Great landlords invest not just in their property, but in the community.

Whether it’s a single room or an entire building, good landlords can find success, develop relationships and create a lasting stream of income through their investment. The best landlords, however, invest not just in the structure, but in the tenant, the neighborhood, and the entire community. Here are three tips that are critical to getting the most out of your rental property.

Have a Contractor on Hand

As discussed in the article “Are You Making These 5 Rental Property Management Mistakes?,” contractor relationships are important. If you rent a property, it is an inevitable certainty that you will get calls for repairs.

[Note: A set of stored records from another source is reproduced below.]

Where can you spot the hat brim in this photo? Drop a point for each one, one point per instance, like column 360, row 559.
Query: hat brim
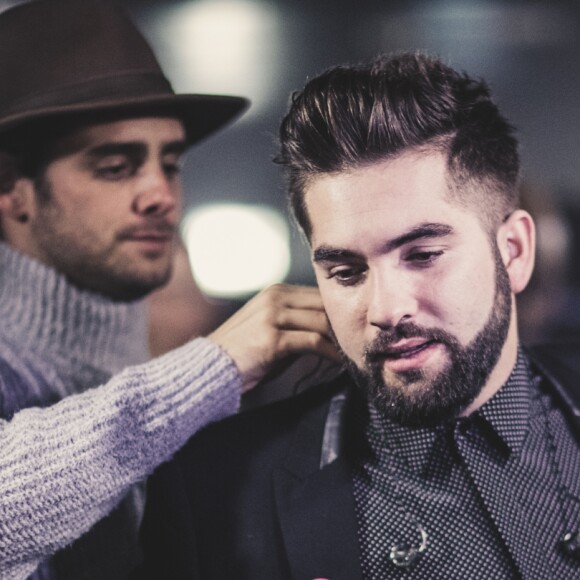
column 200, row 114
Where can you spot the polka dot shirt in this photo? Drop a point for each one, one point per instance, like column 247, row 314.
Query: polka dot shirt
column 494, row 492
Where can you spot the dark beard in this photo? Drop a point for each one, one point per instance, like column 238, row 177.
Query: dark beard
column 457, row 386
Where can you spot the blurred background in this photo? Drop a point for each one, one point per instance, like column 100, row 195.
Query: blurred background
column 235, row 223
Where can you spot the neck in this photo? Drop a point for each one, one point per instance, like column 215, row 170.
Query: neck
column 42, row 312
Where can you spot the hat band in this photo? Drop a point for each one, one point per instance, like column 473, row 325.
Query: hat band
column 92, row 92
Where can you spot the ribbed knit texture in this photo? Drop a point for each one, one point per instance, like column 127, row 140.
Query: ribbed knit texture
column 65, row 467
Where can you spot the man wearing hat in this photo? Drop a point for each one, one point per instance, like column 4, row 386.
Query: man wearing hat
column 91, row 140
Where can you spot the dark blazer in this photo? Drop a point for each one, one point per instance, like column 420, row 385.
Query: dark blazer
column 247, row 498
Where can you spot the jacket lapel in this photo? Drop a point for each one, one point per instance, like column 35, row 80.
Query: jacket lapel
column 316, row 509
column 318, row 523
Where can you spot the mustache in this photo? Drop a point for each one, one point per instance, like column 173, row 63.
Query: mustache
column 378, row 347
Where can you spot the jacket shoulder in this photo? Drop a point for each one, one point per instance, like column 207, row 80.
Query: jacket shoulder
column 263, row 431
column 560, row 364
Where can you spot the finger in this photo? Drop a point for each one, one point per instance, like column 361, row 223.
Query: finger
column 310, row 320
column 300, row 342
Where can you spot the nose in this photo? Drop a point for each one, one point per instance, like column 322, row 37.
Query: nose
column 391, row 300
column 157, row 194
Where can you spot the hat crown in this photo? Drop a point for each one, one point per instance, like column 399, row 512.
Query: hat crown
column 49, row 48
column 82, row 59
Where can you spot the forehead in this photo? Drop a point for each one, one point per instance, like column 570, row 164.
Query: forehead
column 152, row 131
column 383, row 199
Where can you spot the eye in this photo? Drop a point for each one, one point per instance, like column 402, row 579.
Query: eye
column 171, row 166
column 114, row 169
column 347, row 275
column 171, row 170
column 423, row 257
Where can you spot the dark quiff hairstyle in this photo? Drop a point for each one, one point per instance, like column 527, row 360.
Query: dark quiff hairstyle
column 352, row 116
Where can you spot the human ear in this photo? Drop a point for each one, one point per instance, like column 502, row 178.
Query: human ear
column 516, row 239
column 17, row 203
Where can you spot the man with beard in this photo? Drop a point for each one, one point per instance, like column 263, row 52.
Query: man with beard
column 447, row 449
column 91, row 141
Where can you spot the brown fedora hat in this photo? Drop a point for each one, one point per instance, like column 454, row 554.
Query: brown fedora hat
column 65, row 58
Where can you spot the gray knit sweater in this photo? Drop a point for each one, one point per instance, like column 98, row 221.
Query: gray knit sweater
column 66, row 466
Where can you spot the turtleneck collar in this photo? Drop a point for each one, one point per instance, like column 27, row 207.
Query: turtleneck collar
column 41, row 311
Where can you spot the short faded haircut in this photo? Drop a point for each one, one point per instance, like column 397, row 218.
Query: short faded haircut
column 352, row 116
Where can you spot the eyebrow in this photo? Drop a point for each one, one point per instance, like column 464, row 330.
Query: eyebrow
column 422, row 231
column 133, row 149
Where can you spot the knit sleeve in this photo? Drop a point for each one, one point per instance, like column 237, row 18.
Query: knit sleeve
column 65, row 467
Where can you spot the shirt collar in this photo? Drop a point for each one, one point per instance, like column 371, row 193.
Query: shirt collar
column 508, row 411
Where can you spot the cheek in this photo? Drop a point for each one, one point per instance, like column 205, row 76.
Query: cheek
column 464, row 300
column 346, row 316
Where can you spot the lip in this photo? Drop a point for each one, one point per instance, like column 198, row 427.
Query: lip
column 407, row 355
column 151, row 240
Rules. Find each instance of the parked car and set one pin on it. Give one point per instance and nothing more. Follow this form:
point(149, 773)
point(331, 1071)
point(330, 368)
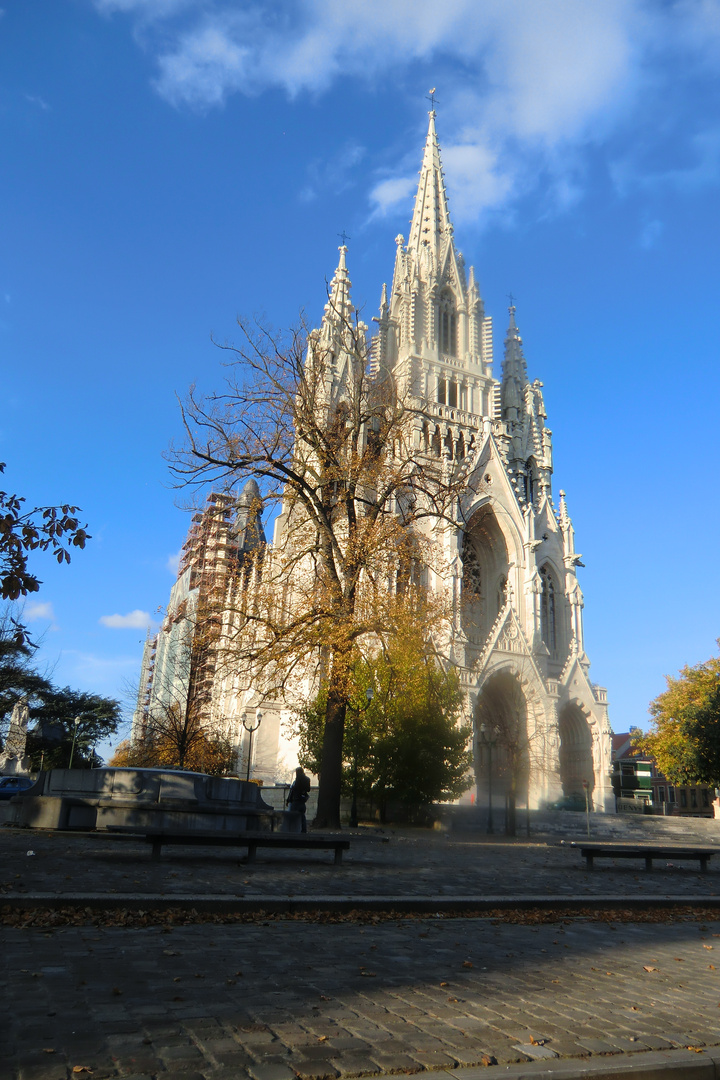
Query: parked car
point(14, 785)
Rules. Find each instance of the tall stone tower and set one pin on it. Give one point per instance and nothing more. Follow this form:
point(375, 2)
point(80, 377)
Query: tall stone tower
point(517, 636)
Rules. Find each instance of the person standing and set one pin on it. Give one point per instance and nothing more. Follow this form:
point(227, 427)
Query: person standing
point(298, 795)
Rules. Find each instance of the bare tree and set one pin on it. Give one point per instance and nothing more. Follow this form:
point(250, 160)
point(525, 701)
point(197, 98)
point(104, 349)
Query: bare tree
point(339, 448)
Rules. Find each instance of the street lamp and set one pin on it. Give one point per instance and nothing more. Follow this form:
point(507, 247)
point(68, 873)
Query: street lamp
point(369, 693)
point(250, 728)
point(488, 740)
point(75, 736)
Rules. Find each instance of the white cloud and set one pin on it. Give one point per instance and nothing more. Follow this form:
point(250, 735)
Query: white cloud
point(526, 86)
point(134, 620)
point(31, 612)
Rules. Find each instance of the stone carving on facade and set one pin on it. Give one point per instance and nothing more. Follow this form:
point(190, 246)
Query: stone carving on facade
point(13, 758)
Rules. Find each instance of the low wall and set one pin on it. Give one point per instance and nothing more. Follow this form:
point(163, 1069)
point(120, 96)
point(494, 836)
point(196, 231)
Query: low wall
point(139, 798)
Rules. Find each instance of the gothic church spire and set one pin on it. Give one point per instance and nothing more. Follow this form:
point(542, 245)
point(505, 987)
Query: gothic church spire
point(431, 217)
point(515, 373)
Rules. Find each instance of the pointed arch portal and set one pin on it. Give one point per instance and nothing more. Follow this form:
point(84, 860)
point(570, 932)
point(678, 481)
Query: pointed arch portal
point(575, 752)
point(502, 705)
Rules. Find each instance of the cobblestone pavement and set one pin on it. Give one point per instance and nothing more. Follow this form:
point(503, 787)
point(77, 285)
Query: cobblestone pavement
point(411, 863)
point(284, 999)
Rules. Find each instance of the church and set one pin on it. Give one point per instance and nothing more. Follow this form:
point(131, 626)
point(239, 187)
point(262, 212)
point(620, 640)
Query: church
point(511, 580)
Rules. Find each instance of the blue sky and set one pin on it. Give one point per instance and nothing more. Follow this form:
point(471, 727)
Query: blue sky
point(168, 164)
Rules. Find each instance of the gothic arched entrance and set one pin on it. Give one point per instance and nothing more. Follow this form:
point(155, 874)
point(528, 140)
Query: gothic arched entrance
point(485, 575)
point(575, 752)
point(503, 710)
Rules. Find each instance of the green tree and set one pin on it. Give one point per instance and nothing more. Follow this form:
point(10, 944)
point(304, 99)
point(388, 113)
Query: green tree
point(684, 734)
point(407, 745)
point(53, 715)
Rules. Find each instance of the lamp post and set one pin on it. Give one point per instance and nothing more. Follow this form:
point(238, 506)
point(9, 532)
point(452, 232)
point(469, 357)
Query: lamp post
point(250, 728)
point(75, 736)
point(488, 740)
point(369, 693)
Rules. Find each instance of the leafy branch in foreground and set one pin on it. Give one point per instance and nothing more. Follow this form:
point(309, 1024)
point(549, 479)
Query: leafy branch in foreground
point(22, 531)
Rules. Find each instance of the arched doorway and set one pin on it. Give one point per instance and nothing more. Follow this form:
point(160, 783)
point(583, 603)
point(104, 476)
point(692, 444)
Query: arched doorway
point(575, 752)
point(503, 767)
point(485, 575)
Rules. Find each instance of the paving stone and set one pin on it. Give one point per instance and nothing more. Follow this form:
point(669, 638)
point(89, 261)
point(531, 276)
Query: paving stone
point(535, 1053)
point(272, 1071)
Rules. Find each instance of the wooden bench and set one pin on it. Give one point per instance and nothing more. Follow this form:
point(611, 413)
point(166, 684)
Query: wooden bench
point(647, 851)
point(249, 840)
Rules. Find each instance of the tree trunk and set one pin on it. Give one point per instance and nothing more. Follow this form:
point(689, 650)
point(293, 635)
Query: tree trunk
point(330, 770)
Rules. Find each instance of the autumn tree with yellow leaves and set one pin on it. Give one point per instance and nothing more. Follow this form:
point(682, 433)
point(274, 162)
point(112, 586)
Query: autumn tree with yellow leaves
point(684, 736)
point(337, 449)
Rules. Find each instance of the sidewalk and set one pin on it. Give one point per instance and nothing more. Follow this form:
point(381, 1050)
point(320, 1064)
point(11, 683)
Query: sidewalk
point(281, 999)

Some will be for catastrophic emergencies like flooding from plumbing leaks. Others will be common maintenance like replacing weatherstripping. Others still will be for unbelievably simple things like help replacing a light bulb.

Either way, if you’re scrambling to find a contractor to deal with the problem while an anxious tenant is waiting for help, the job will almost certainly cost more and take longer than it should have. It is critical for landlords, building managers and superintendents to have relationships with reliable, reputable contractors who can either do the work on an on-call basis or recommend someone who can.

Focus on Your Screening Process

Your tenants are looking for the best possible place at the best possible price. You should be looking for the perfect tenants, which means saying “no” – even to people you like. You must have a strict and consistent screening process that goes beyond an examination of their credit history. Develop a consistent set of questions about potential tenants’ backgrounds and check the same set of references. Bad tenants are expensive, difficult and potentially dangerous. Weed them out, even if it means having an empty unit for longer than you’d like.

Know Your Neighborhood

Knowledgeable owners are almost always more successful and often land better tenants than those who have tunnel vision for their property. Become an expert on the neighborhood, its population demographics, its services and its structures. Compile detailed specifics about public spaces or public housing that are nearby, and learn about the surrounding infrastructure, transportation, local government, local emergency services and even the history of the neighborhood.

Renting to tenants is more than just an investment – it’s a responsibility. Landlords should look at their investment as a contract not just with the people renting the space, but with the entire neighborhood and surrounding community. That means screening out undesirable tenants, developing relationships with contractors and knowing your community.